Jatniel Hernandez fills syringes with COID-19 vaccine booster shots at a COVID-19 vaccination clinic on April 06, 2022 in San Rafael, California.
Photo credit (Photo by Justin Sullivan/Getty Images)
By , KYW Newsradio

This week, drug manufacturer Moderna announced that a new version of its COVID-19 vaccine has “superior neutralizing antibody response” against the omicron variant of SARS CoV-2, compared to its original vaccine.

Omicron caused a spike in COVID-19 cases during the winter holidays, and subvariants of the variant still make up most of the COVID-19 cases in the U.S., according to the U.S. Centers for Disease Control and Prevention.

This new 50 microgram booster candidate for the Moderna vaccine shows increased antibody response to omicron one month after administration.

In addition to the original Spikevax formula, this new bivalent booster candidate – mRNA-1273.214 – contains a vaccine that specifically targets omicron. According to Moderna, clinical data also shows the new booster candidate “met all pre-specified endpoints,” and had side effects similar to previous doses of the vaccine.

“We are thrilled to share the preliminary data analysis on mRNA-1273.214, which is the second demonstration of superiority of our bivalent booster platform against variants of concern, and represents an innovation in the fight against COVID,” said Stéphane Bancel, CEO of the Massachusetts-based company.
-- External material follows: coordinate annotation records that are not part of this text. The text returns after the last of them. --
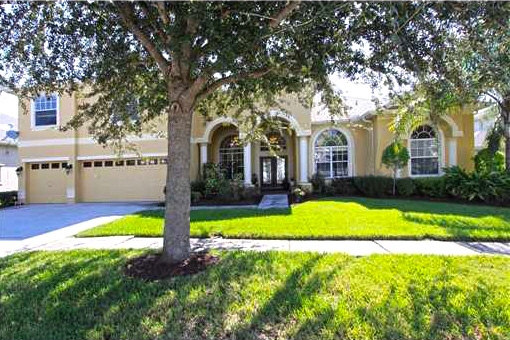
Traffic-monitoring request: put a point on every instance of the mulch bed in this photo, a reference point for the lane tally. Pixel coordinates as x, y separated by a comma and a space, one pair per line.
149, 267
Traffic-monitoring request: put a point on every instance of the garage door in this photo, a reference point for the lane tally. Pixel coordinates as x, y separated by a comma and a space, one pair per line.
47, 183
122, 180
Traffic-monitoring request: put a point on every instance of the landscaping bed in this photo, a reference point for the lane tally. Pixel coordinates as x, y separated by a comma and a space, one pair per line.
333, 218
252, 295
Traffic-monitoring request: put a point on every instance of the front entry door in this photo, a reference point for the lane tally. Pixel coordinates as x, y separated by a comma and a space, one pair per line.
273, 171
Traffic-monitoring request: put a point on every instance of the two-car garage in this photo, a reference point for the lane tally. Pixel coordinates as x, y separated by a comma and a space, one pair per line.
122, 180
98, 180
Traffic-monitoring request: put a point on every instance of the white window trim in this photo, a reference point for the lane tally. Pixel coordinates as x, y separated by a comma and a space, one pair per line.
440, 156
350, 151
32, 116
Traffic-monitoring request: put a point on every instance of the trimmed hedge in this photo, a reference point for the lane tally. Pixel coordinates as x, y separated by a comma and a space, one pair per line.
8, 198
493, 188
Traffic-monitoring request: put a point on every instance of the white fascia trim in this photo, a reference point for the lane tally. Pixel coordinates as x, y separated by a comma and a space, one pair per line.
44, 159
80, 141
132, 155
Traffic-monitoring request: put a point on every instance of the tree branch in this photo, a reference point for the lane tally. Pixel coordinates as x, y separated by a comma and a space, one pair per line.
163, 14
284, 13
229, 80
126, 14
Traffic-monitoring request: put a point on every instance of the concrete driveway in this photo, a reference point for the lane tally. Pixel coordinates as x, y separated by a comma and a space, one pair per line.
20, 223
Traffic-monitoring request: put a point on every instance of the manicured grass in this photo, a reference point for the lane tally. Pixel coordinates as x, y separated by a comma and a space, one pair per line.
249, 295
345, 218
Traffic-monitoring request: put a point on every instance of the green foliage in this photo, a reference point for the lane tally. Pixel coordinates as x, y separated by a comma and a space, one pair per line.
374, 186
318, 183
488, 161
431, 187
199, 186
196, 196
480, 186
405, 187
8, 198
333, 218
344, 186
395, 156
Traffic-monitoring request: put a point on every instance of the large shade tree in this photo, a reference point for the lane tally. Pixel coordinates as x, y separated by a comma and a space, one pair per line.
182, 58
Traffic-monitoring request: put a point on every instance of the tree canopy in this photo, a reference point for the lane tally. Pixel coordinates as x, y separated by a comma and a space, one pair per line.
181, 58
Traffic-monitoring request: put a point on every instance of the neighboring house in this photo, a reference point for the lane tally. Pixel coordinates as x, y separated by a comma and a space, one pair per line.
8, 141
484, 122
70, 167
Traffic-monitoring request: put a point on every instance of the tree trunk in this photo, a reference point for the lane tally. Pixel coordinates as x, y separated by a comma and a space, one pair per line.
506, 134
176, 246
395, 181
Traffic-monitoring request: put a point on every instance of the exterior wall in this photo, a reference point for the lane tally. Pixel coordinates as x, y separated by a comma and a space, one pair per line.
367, 141
8, 165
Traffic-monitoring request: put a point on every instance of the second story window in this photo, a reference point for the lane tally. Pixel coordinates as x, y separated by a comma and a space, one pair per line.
45, 110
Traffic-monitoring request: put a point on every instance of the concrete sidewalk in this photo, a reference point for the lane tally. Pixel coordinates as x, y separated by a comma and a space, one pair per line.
356, 248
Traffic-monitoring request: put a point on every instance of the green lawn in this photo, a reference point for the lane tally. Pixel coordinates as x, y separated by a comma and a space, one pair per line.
346, 218
251, 295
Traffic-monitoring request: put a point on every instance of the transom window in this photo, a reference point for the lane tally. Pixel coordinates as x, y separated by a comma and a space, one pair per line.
424, 151
45, 110
276, 142
231, 157
332, 154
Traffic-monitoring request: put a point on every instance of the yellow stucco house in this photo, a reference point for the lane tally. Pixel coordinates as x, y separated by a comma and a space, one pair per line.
70, 166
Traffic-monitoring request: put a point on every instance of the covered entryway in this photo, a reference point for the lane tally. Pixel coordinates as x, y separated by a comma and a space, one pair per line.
273, 171
122, 180
47, 182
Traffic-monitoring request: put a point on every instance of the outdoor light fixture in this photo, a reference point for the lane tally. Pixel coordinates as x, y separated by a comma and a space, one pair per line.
68, 168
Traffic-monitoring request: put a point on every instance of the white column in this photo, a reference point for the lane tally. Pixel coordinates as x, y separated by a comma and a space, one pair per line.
452, 152
247, 164
203, 155
303, 159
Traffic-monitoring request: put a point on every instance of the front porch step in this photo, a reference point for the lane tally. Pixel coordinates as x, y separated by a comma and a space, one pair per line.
278, 201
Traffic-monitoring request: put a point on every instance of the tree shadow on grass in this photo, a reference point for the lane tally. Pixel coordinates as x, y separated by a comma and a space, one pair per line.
459, 220
219, 214
440, 311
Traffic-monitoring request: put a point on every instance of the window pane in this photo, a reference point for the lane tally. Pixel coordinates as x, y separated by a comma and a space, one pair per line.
323, 169
340, 169
424, 166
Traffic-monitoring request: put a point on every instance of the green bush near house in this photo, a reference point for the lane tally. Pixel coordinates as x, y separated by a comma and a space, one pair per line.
256, 295
374, 186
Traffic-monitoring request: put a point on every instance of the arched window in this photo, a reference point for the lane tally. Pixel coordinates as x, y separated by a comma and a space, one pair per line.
332, 154
424, 146
276, 141
231, 157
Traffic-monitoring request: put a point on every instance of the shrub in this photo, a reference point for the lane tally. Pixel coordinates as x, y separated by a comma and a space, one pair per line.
487, 161
405, 187
480, 186
318, 183
431, 187
198, 186
374, 186
344, 186
395, 157
8, 198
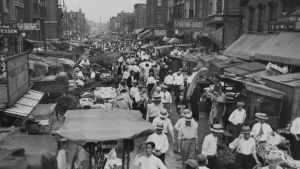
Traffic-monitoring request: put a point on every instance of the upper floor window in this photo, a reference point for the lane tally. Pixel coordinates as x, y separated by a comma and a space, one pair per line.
272, 11
251, 12
210, 8
261, 15
219, 6
159, 2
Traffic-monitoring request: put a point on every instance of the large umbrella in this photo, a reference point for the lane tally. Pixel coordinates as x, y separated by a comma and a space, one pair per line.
95, 125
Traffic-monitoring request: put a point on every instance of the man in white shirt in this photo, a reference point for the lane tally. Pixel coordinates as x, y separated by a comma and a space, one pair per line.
134, 89
188, 139
161, 142
148, 161
163, 119
154, 108
246, 149
295, 144
191, 77
166, 97
209, 146
237, 119
169, 79
261, 129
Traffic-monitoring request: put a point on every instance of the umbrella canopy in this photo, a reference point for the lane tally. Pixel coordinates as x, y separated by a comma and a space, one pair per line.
174, 41
83, 126
105, 59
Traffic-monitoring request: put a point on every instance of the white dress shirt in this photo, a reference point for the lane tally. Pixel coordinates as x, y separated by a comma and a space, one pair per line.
133, 90
126, 75
181, 122
295, 128
169, 80
237, 116
161, 142
187, 132
243, 146
256, 129
209, 146
178, 80
166, 123
150, 80
151, 162
166, 97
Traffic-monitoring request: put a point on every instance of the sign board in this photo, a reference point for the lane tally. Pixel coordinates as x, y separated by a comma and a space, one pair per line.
282, 26
6, 29
188, 24
17, 77
28, 26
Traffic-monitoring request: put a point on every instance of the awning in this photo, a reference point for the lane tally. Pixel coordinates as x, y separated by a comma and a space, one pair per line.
283, 48
83, 126
246, 68
262, 89
160, 33
174, 41
247, 46
26, 104
217, 36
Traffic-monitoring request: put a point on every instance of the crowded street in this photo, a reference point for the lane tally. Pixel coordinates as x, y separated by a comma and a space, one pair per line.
156, 84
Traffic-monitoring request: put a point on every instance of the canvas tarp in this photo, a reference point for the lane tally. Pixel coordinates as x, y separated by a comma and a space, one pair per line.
40, 151
82, 126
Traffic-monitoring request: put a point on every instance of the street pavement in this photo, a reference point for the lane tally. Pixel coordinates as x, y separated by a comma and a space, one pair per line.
173, 161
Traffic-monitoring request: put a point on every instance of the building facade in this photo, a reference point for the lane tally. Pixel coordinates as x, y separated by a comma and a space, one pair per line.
140, 11
157, 13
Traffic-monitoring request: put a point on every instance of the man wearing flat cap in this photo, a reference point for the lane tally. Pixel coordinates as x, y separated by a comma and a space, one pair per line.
188, 139
161, 142
237, 119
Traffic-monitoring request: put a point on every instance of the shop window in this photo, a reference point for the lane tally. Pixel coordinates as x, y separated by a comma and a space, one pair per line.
261, 15
251, 11
219, 6
159, 2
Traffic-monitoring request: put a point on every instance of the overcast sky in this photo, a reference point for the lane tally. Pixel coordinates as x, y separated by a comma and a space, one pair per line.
104, 8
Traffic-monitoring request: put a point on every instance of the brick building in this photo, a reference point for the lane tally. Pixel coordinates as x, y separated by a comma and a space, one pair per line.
140, 11
157, 12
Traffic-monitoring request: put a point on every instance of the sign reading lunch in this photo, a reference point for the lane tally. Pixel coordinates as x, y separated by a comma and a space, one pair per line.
188, 24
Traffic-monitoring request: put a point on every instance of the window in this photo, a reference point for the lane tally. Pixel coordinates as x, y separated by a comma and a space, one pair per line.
210, 8
272, 11
159, 19
159, 2
251, 11
261, 14
219, 6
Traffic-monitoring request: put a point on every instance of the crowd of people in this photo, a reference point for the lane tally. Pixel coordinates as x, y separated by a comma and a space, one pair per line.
150, 85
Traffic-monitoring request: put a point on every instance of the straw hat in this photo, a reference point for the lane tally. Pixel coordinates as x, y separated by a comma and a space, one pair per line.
240, 104
201, 158
217, 128
163, 113
262, 116
246, 130
160, 126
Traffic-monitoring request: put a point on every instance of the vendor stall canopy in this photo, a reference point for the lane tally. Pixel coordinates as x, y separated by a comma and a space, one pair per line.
83, 126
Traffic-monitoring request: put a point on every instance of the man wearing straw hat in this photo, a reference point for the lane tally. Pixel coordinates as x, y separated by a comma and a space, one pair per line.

Trials that included the 437 study participants showed that the booster dose of mRNA-1273.214 increased the mean concentration of antibodies approximately 8-fold above baseline levels. Apart from protecting people against omicron, the booster candidate also showed higher binding antibody titers against all other variants of concern compared to the original Moderna vaccine, mRNA-1273.

“Looking at these data," Bancel said, "alongside the durability we saw with our first bivalent booster candidate, mRNA-1273.211, we anticipate more durable protection against variants of concern with mRNA-1273.214, making it our lead candidate for a Fall 2022 booster."

According to Bancel, Moderna plans to submit preliminary data and analysis regarding ding mRNA-1273.214 to regulators in the coming weeks. He said the company hopes this booster will be available by late summer.

Currently, the CDC recommends one booster shot for everyone five years old or older and two for vulnerable populations and people 50 years old or older.